# Is there an easier way?



## CockapooTeddie (Oct 27, 2015)

I was wondering if there was an easier way of cleaning Teddie up after a walk? He loves to run in the muddiest puddles which i do love to see as hes having so much fun! But it means that each time we get home I put him in the shower n hose him down. 

What does everyone else do? im just starting to think im doing it wrong n surely not everyone has to shower their poo after a walk?


----------



## CockapooTeddie (Oct 27, 2015)

This is him at his least muddiest


----------



## Goosey (Aug 22, 2014)

Other than buying him wellies 
I think showering him of every time is the only way to go. keeping their coats shorter in the winter months can make life easier,so at least when you have to shower them off so often it makes drying time quicker. 
Sid at the moment has only had a puppy trim and now his coat is getting longer it's making life a little more challenging,especially when you have two of them to try and clean!


----------



## Marzi (Sep 17, 2012)

There is NO easy way.
I have my two trimmed shorter in the winter...
They wear their equafleece dog suits if it is cold enough - that way mud is limited to lower legs, ears and tail end.
I try and plan my walk so that the last bit is over not so muddy grass- that way they can have a charge around and clean off some of the mud.
I have a blaster - that is fabulous - as I can dry them off quite quickly.

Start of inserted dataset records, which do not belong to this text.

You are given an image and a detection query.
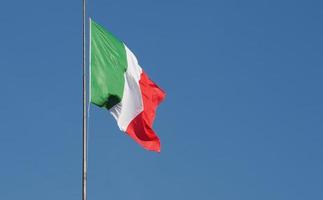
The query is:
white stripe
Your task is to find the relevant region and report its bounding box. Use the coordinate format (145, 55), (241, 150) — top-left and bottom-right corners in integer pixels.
(110, 44), (143, 131)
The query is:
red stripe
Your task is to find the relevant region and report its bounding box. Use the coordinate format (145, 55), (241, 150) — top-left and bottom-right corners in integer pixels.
(126, 72), (165, 152)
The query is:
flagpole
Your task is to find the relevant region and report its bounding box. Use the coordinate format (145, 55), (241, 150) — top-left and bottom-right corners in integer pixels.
(82, 0), (87, 200)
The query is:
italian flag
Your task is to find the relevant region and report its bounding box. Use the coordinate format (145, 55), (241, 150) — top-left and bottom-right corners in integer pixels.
(90, 20), (165, 152)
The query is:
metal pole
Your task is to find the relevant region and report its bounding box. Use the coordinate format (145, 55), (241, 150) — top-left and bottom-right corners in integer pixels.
(82, 0), (87, 200)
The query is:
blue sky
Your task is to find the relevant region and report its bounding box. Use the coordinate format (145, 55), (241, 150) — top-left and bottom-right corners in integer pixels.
(0, 0), (323, 200)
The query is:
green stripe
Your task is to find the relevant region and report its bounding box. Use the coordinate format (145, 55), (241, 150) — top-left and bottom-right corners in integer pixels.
(90, 20), (127, 109)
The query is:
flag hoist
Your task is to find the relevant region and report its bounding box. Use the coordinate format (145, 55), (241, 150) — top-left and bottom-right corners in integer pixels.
(82, 0), (165, 200)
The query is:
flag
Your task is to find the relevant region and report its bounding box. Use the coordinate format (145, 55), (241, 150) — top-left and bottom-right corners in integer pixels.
(90, 20), (165, 152)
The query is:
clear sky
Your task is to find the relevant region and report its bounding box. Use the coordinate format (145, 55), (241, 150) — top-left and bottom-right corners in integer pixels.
(0, 0), (323, 200)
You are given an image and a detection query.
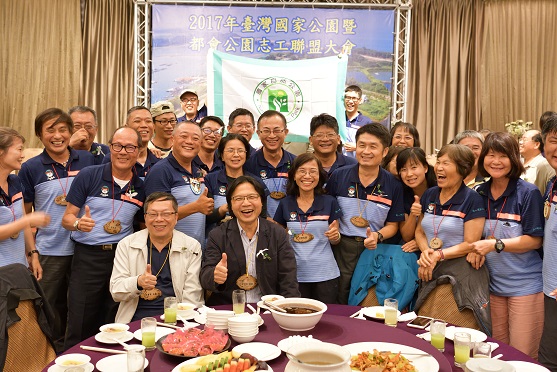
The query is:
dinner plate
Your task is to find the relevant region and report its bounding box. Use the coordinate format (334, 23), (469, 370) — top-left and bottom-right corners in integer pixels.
(343, 342), (439, 372)
(507, 360), (549, 372)
(133, 327), (176, 341)
(361, 306), (400, 320)
(232, 342), (281, 362)
(48, 363), (95, 372)
(171, 357), (273, 372)
(96, 354), (149, 372)
(95, 330), (134, 345)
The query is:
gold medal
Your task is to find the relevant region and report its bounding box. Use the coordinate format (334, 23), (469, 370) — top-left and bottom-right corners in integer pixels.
(104, 220), (122, 234)
(54, 195), (68, 206)
(292, 232), (313, 243)
(429, 237), (443, 249)
(350, 216), (369, 227)
(236, 274), (257, 291)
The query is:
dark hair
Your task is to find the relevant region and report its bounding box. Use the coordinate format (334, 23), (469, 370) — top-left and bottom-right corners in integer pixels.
(389, 121), (420, 147)
(396, 147), (437, 188)
(356, 122), (391, 147)
(478, 132), (526, 179)
(35, 107), (73, 138)
(286, 152), (327, 196)
(199, 116), (224, 128)
(143, 191), (178, 213)
(68, 106), (97, 123)
(226, 176), (266, 217)
(257, 110), (286, 129)
(437, 143), (476, 179)
(309, 114), (339, 136)
(228, 107), (255, 127)
(218, 133), (251, 160)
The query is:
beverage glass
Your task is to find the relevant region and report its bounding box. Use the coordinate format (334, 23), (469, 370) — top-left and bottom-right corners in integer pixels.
(141, 317), (157, 351)
(472, 342), (491, 358)
(429, 320), (447, 352)
(453, 332), (471, 369)
(164, 297), (178, 325)
(126, 345), (145, 372)
(383, 298), (398, 327)
(232, 289), (246, 314)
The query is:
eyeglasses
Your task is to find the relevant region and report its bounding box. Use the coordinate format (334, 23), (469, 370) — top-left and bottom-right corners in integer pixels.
(232, 194), (259, 203)
(145, 212), (176, 220)
(155, 120), (177, 127)
(201, 128), (223, 136)
(110, 143), (139, 154)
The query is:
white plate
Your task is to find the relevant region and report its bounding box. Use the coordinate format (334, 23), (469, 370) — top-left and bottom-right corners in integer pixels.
(96, 354), (149, 372)
(507, 360), (550, 372)
(277, 335), (321, 352)
(343, 342), (439, 372)
(232, 342), (281, 362)
(171, 357), (274, 372)
(48, 363), (95, 372)
(133, 327), (176, 341)
(95, 331), (133, 345)
(361, 306), (400, 320)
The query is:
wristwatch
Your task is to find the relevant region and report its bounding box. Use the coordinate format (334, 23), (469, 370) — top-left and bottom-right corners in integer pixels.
(495, 239), (505, 253)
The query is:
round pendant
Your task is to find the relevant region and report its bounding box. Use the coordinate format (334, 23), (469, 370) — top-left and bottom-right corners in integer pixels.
(350, 216), (369, 227)
(429, 237), (443, 249)
(54, 195), (68, 206)
(292, 233), (313, 243)
(104, 220), (122, 234)
(236, 274), (257, 291)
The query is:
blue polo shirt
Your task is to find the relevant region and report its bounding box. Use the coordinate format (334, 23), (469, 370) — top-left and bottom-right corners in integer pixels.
(145, 153), (205, 247)
(0, 174), (28, 267)
(66, 163), (145, 245)
(244, 149), (296, 216)
(476, 179), (545, 297)
(19, 149), (96, 256)
(326, 164), (404, 238)
(420, 182), (487, 249)
(274, 195), (342, 283)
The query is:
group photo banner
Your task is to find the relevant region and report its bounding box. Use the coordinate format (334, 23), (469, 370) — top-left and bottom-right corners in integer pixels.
(151, 3), (395, 142)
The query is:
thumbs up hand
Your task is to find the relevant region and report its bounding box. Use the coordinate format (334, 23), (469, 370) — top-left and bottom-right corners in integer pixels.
(214, 253), (228, 284)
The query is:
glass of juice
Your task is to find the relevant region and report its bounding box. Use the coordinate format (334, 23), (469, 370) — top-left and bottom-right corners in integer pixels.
(232, 289), (246, 314)
(164, 297), (178, 325)
(383, 298), (398, 327)
(141, 317), (157, 351)
(453, 332), (471, 369)
(429, 320), (447, 352)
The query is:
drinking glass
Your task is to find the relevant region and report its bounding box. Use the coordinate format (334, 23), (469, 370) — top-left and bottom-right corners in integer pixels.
(232, 289), (246, 314)
(164, 297), (178, 325)
(141, 317), (157, 351)
(429, 320), (447, 352)
(383, 298), (398, 327)
(453, 332), (471, 369)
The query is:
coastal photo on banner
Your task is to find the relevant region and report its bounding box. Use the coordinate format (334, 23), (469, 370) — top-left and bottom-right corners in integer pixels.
(151, 3), (395, 142)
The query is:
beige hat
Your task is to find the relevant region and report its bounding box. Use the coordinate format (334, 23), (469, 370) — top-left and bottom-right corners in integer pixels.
(151, 101), (174, 118)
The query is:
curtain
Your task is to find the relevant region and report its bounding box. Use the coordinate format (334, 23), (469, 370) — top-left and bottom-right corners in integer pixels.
(79, 0), (134, 143)
(0, 0), (81, 147)
(480, 0), (557, 131)
(407, 0), (483, 153)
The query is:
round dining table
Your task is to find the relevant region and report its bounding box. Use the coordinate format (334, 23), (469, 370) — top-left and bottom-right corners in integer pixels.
(44, 305), (537, 372)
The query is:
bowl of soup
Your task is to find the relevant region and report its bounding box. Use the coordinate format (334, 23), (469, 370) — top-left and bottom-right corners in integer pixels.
(269, 297), (327, 331)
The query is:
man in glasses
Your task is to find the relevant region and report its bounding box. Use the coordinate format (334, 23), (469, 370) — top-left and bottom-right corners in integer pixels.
(110, 192), (203, 323)
(62, 126), (144, 349)
(148, 101), (177, 158)
(344, 85), (372, 157)
(178, 89), (207, 123)
(68, 106), (110, 164)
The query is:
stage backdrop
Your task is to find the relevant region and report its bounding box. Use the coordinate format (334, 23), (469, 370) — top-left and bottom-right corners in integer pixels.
(151, 4), (395, 142)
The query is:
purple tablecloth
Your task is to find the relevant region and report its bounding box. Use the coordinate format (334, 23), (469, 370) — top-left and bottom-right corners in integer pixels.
(45, 305), (536, 372)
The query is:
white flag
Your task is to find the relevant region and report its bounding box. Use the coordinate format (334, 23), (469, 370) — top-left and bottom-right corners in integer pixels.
(207, 50), (348, 142)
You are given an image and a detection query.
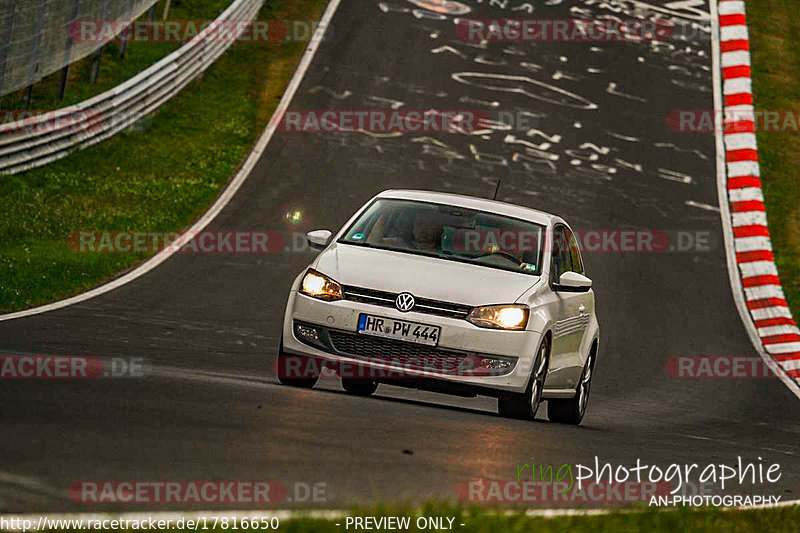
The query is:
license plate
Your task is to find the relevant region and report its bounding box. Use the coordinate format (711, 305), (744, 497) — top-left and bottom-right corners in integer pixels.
(358, 314), (442, 346)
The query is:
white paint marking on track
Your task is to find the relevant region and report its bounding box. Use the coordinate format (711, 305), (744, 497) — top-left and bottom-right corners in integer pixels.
(0, 0), (341, 322)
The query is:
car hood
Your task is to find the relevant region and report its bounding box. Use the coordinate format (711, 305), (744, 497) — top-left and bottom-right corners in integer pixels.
(314, 243), (539, 306)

If I don't wash them first the blaster blows the dirt off their coats too.... makes for a messy floor/wall in the utility room


----------



## bearthecockapoo (Mar 17, 2015)

Rainsuit perhaps? I think there was a thread a while ago that Barb posted showing Maggie in a very stylish rainsuit.


----------



## 2ndhandgal (Aug 29, 2011)

Molly is a muck monster - she usually wears a jumper of some sort in the muddy weather and gets a dunk in the sink when we get home which cleans the worst of the mud off her legs. She then dries off usually on my lap on a towel while I have a post walk coffee. I also keep her relatively short coated and can usually comb any other mud splatters out of her coat when she is dry later on.


----------



## suem56 (Nov 23, 2015)

Bit late but just come across this and it struck a chord. Also fed up of the twice daily clean-up, I recently bought these (hope link works)
http://www.zooplus.co.uk/shop/dogs/dog_clothing/waterproof/248453
There's a picture there entitled 'Dexter playing in the woods' - which I can't seem to upload here

Look better on than in the picture! Absolutely love them. I was worried that Dexter would fight to stop me putting them on him, but in fact he almost helps me as he likes wearing them, and he knows they mean walkies 

Of course the lower legs still get dirty, but I have a plastic toy box that is just the right size and a few inches of warm water, stand him in it and give paws a rub with a microfibre mitt, sorted.


----------